Every time I have to implement yet another idiocy of the Matlab language, I die a little inside. It's a dirty job, but someone has to do it.


Come work on a modern functional language!


You mean mathics? Perhaps. I don't know how important it is to liberate mathematica code. It doesn't seem to have the deployment that Matlab has.


And its greatly appreciated.


I tried to get into Julia, but I was put off when it seemed that the language doesn't support vectorization the way that Matlab does, but rather encourages writing your loops explicitly (which is fast due to the LLVM JITC). Yuck.

I am an Octave / Matlab fan myself, and think that Julia/ Python/ R/ etc don't quite hit the sweet spot for matrix driven algorithms and 100-1000 line programs that Matlab does. Call me old fashioned....


Julia does support vectorization just like MATLAB, but I think what you may be referring to are some of the speed traps that currently exists where undesireable/unnecessary copies occur. This is often in practice the reason that writing devectorized code is better in Julia right now.

But, this issue is well-identified in the Julia dev community, and is on the roadmap for 0.3: https://github.com/JuliaLang/julia/issues/4853


I was put off when it seemed that the language doesn't support vectorization the way that Matlab does

Yea, coming from matlab it just feels so wrong to write out loops by hand. Fortunately it seems some people are working on trying to solve that here: https://github.com/lindahua/Devectorize.jl


This seems like a strange choice to me, the only reason for choosing Julia seems to be for speed but when doing any of these courses I can't see speed being much of an issue but rather the ability to leverage existing code and help available online and offline to learn the core mechanics of numerical programming.

In my opinion Julia is great but still a bit immature.


It may indeed be a strange choice, but I think there are many reasons for why one might try Julia beyond the speed aspect. The main one for me (and I think the language designs also state something to this effect) is the language wide paradigm of multiple dispatch on parametric types. Coming originally from a C/Fortran old school numerical computing background, it seems to me that many of the best numerical software (your lapacks,fftws, and whatnot) eventually end up at a point where you have a flat collection of a bunch of foo functions with some protocol over the function suffixes and signatures, so that you can can get at an optimized foo_* at the bottom level with a uniform interface through a top level foo at the level of granularity of basic fooness as understood by end users.

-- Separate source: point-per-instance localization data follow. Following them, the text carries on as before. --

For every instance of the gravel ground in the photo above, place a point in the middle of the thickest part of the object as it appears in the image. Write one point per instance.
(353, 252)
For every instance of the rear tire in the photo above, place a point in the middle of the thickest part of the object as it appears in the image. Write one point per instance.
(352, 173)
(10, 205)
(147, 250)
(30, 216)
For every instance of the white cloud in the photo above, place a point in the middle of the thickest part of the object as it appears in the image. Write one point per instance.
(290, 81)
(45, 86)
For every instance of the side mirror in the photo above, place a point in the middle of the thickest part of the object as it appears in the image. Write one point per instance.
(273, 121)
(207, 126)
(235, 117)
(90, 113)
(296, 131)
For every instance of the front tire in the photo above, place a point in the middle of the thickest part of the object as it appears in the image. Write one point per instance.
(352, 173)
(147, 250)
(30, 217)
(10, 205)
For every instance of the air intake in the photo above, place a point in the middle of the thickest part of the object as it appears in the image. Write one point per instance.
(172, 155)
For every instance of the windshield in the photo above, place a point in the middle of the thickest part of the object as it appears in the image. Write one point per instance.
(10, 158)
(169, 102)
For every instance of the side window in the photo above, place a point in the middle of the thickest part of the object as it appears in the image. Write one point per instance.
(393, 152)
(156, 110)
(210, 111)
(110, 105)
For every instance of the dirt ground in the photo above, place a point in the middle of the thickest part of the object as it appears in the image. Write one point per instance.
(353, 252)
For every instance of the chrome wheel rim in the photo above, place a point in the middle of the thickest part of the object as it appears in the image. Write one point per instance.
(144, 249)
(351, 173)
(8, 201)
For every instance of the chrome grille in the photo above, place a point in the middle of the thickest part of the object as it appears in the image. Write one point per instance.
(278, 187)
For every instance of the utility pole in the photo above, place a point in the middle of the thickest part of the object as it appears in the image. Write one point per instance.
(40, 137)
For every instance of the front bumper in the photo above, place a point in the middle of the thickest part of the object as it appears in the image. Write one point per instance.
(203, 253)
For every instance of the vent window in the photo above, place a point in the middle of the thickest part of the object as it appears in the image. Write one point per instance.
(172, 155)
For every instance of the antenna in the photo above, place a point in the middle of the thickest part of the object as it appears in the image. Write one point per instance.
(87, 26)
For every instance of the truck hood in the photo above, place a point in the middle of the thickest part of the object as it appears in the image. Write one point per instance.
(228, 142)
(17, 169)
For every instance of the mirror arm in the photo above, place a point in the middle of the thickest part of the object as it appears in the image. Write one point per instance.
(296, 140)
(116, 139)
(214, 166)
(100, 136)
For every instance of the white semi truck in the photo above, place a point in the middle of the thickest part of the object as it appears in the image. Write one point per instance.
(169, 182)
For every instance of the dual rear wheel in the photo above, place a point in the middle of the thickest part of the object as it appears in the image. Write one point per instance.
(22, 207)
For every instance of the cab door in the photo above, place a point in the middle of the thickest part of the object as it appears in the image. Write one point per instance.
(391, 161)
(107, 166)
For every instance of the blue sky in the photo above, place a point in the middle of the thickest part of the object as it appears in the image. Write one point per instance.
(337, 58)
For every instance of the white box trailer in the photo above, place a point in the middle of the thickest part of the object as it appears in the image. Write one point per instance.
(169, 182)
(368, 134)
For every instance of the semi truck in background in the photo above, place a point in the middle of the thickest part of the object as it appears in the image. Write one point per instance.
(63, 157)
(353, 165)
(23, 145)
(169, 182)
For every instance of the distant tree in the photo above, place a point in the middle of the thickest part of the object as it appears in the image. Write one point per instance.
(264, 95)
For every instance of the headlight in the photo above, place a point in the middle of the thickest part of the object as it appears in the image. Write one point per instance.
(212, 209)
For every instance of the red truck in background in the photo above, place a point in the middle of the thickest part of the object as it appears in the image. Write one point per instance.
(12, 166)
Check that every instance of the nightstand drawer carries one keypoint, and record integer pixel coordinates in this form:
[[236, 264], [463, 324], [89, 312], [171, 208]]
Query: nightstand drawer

Julia formalizes this structure, which is I think part of how it achieves speed, but more importantly allows people to focus on programming to the essential abstraction and adding in methods to optimize or specialize after the fact.


I love this post – you really get it :-)


Learning the speed of algorithms might well be part of the course - and in julia there is no sudden speed ramp between "done in fortran" and "done in matlab scripts". So you can write the naive, and then the progressively smarter implementation, and see how they speed up.


I don't think speed is the only reason for using it - from my perspective in this context its more like free (in both senses) drop-in replacement for MATLAB, but with less "weirdness" than MATLAB (and Octave) that is also fast.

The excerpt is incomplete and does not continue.